MUZUNGU
Collaboration with Dania Weiner
Bezalel MFA, June 2017
Photo: Noa Yafe
This boutique shop celebrates our collective African memories. Our hand made goods consists of a genealogical study within ourselves of the images that created our notion of what is Africa: the touristic images of the grate wild savanna were blended with the images of two terrifying events that were captured by others and were embedded in us.
The first event is the Westgate mall terror attack, which took place on September 21 2013. One of the most popular malls in Nairobi, and perhaps the most upscale, was the unfortunate location for a terror attack that took the lives of 67 people, injuring more than 175. At least four Al-Shabaab militants stormed the Israeli owned mall on a Saturday, armed with firearms and possibly hand grenades, killing and taking hostages. They fired through the parking lot, the mall and a cooking competition for children. A great deal of the shooting was recorded by security cameras.
The attack lasted around 48 hours and the mall was finally declared clear on September 24, three days after the attack started. At some point towards the end of this horrifying event, the Kenyan army fired a rocket into the mall, which collapsed a major part of it.
It has been claimed, unofficially, that throughout this period of time and after the hostages were already freed or declared dead, an act of looting of the shops was carried out by the security armed forces.
It has also been claimed that the rocket fired at the mall towards the end of this siege, might have been used to cover up evident for this act.
The second event is the suicide of the award winner Pulitzer Prize photojournalist Kevin Carter in July 1994.
Carter won his prize earlier in 1994, for a photo depicting a starved Sudanese girl stalked by a vulture, a truly iconic image that became a symbol for African starvation. `This image raised a personal critique against Carter, regarding his utilization of the situation. Carter replied that it took him 20 minutes to shoot the picture, and at some point the vulture arrived at the scene. His explanation of the situation falsified the story as told by the award committee.
Kevin Carter was a white South African photojournalist and member of the Bang-Bang Club – a group of four photographers that roamed through Africa’s disaster zones, taking pictures of conflicts and selling them to the news agencies. In April 1994, Carter’s colleague and best friend Ken Oosterbroek was shot and killed while taking pictures of a conflict.
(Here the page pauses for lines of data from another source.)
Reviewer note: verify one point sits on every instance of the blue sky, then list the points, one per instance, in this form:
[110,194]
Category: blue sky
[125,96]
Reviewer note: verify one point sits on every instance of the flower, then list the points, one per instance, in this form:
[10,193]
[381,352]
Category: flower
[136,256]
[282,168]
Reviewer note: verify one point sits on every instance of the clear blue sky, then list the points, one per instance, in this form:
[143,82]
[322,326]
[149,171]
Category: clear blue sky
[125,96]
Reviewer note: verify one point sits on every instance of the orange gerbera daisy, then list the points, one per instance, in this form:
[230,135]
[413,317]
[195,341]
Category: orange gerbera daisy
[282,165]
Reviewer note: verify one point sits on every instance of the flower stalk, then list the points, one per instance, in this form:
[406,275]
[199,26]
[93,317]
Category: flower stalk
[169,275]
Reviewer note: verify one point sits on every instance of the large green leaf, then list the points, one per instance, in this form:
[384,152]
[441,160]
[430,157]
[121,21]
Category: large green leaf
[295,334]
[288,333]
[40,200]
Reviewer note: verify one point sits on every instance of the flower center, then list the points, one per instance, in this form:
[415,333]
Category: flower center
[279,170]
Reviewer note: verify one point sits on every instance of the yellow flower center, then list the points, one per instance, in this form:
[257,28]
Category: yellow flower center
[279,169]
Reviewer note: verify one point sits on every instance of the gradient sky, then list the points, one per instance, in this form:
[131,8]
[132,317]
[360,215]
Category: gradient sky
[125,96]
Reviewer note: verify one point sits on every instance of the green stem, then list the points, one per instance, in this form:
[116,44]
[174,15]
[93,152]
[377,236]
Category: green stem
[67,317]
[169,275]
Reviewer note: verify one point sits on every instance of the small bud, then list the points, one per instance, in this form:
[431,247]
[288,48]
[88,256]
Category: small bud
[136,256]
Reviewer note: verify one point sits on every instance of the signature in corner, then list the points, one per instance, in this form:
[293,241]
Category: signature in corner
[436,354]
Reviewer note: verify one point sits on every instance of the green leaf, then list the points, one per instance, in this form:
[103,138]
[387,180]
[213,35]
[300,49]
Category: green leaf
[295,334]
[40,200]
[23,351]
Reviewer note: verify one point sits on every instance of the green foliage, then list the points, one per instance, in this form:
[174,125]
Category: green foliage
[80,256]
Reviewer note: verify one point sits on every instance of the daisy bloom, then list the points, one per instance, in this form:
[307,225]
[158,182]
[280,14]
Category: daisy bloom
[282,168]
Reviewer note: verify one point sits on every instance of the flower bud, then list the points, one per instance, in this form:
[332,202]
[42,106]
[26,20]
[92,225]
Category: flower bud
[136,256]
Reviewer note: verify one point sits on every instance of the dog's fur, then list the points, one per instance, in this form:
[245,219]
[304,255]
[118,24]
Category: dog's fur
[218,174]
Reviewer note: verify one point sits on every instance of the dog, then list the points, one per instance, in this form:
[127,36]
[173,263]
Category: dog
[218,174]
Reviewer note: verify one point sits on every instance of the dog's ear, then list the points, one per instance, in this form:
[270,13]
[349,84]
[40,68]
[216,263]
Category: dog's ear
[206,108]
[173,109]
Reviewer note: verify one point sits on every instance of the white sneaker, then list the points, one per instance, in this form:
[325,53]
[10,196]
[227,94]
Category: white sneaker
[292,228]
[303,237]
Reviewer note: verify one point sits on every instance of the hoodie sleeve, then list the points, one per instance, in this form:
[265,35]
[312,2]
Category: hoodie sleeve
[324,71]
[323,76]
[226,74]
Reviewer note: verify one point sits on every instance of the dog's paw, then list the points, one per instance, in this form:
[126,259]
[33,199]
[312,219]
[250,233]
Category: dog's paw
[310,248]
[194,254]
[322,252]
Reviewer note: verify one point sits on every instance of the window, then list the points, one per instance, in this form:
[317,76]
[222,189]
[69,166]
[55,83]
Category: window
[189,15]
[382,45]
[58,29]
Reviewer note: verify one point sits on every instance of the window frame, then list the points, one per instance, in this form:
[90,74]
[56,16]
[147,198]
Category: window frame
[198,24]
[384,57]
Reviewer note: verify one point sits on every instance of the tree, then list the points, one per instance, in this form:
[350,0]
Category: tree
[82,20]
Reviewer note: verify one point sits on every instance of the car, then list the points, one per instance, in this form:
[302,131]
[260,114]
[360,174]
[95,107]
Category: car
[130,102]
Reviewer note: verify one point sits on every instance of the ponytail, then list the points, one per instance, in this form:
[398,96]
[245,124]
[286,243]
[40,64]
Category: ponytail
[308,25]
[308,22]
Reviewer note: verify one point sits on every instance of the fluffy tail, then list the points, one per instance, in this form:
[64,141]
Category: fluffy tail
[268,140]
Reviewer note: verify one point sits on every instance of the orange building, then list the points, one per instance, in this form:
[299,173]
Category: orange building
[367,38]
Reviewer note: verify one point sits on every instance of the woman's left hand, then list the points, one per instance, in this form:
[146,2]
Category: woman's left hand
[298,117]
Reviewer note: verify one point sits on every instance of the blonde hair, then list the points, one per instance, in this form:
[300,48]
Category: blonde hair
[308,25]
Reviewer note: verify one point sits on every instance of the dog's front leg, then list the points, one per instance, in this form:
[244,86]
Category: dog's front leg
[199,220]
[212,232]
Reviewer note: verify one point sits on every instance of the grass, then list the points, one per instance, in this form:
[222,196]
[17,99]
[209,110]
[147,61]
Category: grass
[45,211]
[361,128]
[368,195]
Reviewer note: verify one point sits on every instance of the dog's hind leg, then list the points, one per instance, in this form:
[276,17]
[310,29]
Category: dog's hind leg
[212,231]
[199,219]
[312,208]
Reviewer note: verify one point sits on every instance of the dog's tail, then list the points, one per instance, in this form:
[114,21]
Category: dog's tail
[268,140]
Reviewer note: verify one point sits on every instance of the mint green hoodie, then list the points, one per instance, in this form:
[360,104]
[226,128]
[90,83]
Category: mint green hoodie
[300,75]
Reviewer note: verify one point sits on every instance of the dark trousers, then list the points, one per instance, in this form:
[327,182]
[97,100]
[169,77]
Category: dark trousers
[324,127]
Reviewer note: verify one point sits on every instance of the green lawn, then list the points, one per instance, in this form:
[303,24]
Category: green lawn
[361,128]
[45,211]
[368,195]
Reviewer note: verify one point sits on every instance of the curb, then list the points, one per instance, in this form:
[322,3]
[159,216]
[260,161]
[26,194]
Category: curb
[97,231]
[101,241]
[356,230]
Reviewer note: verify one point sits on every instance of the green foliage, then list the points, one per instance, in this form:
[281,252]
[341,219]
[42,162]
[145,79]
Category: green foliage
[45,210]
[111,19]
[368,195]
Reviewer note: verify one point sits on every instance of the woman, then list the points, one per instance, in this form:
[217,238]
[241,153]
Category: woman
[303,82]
Kevin Carter was also the first to photograph ‘necklacing’, a form of execution in which a tire is placed on a person’s neck, filled with oil or gasoline and torched. Though shocked and appalled by these acts, he believed there was an impact on viewers that made it worthwhile.
Carter died of carbon monoxide poisoning at the age of 33, leaving a suicide note that concluded his reasons of committing it.
(Muzungu- the Kiswahili word for white man, originates from the word ‘zungu’ or 'zunguka', which means spinning around on the same spot, or wandering around aimlessly. The Kiswahili words we used are the words you could learn as a tourist.)
Muzungu Souvenir shop allows us to compose a new image, a resistance to the images that were imposed on us, and that were supposed to stabilize the notion of Africa as the reasoning of the white supremacy.
It allows us to celebrate our shared falsified memories of an unknown land that established our own selves.